An entire year has flown by again. So long, 2012. It wasn't the end of the world, but the Mayans aren't the only ones needing a new calendar - tomorrow we will all hang up new clean slates to start off 2013 with our best foot forward.
What a year it was. I was laying awake at 5am this morning snuggling my ornery 17-month-old and reflecting on how just a year ago I was snuggling my 5-month-old. Whoa! When did that happen? When did she grow all this hair and start talking and dancing on command? And when did my Matilda (now 3) sprout up and start singing full choruses of Disney movie theme songs and teaching her sister how to put on socks?
One year might as well have been one light year away from where things were last year. Little kids are non-stop changing machines, and if there was ever a time to stop and be completely perplexed as to how we can all compete with their ability to adapt...well, this is the time. Sure, we are all adapting around them at the same rate (well, we're trying at least). But, I step back for a second and am amazed at my little girls' ability to simply absorb and develop, process and exercise, adjust and relate - all as if they'd been doing it for decades.
I could learn from this, is what I'm thinking.
With the turn of another calendar month, comes great will and intention toward positive changes. I have an entirely new year laid out before me and a completely new list of wants and needs and plans that I hope for. I have every intention of success and yet, somehow, before the clock even strikes midnight, I fully know that not everything I hope for will come true in 2013. I definitely won't work out as much as I should, I can't possibly eat as many vegetables as I want to, and most certainly I will opt for purchasing something entirely frivolous to my financial goals.

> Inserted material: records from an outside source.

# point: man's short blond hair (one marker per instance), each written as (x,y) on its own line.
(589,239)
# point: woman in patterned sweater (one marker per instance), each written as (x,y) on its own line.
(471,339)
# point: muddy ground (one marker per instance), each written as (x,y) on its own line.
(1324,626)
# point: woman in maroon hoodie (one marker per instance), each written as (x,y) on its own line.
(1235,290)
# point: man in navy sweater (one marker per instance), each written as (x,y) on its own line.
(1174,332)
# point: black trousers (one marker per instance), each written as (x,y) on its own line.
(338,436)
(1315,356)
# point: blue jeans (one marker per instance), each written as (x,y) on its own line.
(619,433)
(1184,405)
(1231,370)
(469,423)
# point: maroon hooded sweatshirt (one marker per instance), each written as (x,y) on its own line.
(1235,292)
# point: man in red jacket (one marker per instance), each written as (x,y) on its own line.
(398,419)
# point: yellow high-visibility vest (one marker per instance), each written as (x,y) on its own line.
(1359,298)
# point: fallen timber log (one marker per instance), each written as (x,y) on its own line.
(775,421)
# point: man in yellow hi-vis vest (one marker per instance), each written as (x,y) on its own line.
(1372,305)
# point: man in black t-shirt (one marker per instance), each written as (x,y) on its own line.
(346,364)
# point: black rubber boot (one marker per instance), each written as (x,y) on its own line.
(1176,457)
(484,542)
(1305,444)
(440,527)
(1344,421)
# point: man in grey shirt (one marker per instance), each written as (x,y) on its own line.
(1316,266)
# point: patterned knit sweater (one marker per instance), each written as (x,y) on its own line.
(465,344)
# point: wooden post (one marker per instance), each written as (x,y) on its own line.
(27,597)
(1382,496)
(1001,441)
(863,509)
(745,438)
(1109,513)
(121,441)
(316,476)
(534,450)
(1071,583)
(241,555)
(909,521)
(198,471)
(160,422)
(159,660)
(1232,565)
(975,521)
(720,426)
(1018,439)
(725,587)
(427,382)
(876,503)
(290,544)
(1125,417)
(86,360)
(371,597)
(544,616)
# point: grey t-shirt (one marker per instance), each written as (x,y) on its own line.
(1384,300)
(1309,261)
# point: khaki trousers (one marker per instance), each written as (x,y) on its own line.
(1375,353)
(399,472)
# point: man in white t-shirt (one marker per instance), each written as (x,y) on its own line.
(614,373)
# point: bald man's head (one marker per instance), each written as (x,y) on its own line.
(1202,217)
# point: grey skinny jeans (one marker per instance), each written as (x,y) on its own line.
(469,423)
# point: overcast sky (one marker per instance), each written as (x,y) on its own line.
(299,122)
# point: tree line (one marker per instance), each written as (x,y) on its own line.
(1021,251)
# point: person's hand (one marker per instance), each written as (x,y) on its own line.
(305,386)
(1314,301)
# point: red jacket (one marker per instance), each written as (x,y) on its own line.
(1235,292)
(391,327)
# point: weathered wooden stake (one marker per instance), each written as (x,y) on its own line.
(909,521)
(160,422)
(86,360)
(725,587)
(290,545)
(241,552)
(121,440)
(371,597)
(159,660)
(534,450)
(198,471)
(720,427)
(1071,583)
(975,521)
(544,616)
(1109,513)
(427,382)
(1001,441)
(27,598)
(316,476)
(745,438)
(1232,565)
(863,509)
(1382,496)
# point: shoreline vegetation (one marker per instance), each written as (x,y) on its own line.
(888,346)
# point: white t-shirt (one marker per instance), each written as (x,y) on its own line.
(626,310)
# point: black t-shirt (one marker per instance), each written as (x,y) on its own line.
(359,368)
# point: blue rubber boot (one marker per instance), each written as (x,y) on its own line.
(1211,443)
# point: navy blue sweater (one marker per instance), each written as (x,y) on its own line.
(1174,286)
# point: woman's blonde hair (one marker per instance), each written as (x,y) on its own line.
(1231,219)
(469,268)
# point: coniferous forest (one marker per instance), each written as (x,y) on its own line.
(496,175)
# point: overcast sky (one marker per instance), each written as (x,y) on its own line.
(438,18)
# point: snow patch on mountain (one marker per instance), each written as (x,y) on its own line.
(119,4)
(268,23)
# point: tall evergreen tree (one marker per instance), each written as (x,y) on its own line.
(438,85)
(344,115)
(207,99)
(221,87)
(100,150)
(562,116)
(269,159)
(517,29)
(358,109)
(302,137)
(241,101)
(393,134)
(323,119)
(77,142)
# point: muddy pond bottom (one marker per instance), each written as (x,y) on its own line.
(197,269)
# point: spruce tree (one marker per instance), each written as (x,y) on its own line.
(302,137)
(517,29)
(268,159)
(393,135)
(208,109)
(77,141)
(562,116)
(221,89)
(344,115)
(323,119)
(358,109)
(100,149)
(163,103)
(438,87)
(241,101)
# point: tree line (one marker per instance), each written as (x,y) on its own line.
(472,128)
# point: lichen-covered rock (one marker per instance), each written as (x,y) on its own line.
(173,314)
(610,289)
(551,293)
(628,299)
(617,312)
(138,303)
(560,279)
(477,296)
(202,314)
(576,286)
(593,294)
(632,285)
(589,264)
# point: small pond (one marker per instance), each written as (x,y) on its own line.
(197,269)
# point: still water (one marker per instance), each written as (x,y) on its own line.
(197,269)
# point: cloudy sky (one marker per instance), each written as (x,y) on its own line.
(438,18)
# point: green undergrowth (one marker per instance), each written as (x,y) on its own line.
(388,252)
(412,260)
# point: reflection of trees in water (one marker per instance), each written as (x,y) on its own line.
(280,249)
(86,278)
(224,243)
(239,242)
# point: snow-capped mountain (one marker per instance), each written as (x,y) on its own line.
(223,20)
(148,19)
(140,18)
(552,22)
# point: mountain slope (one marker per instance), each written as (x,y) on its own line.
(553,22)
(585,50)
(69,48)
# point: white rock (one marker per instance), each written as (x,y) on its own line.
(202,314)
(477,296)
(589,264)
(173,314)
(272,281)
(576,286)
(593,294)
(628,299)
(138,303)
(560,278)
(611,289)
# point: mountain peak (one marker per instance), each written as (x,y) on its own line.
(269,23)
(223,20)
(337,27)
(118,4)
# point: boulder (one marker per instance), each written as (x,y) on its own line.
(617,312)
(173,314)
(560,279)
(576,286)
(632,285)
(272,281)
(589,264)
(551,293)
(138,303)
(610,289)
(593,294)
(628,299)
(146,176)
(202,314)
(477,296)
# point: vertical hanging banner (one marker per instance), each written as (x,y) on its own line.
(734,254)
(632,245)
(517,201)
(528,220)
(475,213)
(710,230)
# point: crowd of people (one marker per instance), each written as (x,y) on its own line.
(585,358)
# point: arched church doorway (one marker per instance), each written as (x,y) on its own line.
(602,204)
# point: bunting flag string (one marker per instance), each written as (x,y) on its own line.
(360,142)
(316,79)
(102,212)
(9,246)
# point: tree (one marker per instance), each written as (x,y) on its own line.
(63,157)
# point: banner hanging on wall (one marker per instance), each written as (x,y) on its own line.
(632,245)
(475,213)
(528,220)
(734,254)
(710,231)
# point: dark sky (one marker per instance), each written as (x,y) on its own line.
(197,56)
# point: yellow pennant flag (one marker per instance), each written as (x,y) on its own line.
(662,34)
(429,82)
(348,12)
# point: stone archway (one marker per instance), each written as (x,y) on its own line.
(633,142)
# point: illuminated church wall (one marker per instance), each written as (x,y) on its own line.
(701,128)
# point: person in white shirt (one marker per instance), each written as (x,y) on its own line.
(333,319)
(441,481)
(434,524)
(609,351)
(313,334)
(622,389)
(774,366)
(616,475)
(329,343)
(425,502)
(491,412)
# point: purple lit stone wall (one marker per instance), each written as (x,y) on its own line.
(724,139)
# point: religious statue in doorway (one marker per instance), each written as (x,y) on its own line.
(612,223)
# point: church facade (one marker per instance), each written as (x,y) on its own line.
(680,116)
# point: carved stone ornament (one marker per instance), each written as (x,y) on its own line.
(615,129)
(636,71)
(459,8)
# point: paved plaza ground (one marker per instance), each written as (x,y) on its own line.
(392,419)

Toddlers are not the best reactors to change, I'll admit that. Their irrational tantrums, lack of tact, and self-centric universe obviously limits their ability to function appropriately at all times (in fact, none of us have truly conquered this, have we?). Nevertheless, they undergo extreme change on a constant basis, literally from the inside out. As their bodies and minds grow at a rapid pace, their outside world is either changing, moving, or being discovered as something entirely new to them.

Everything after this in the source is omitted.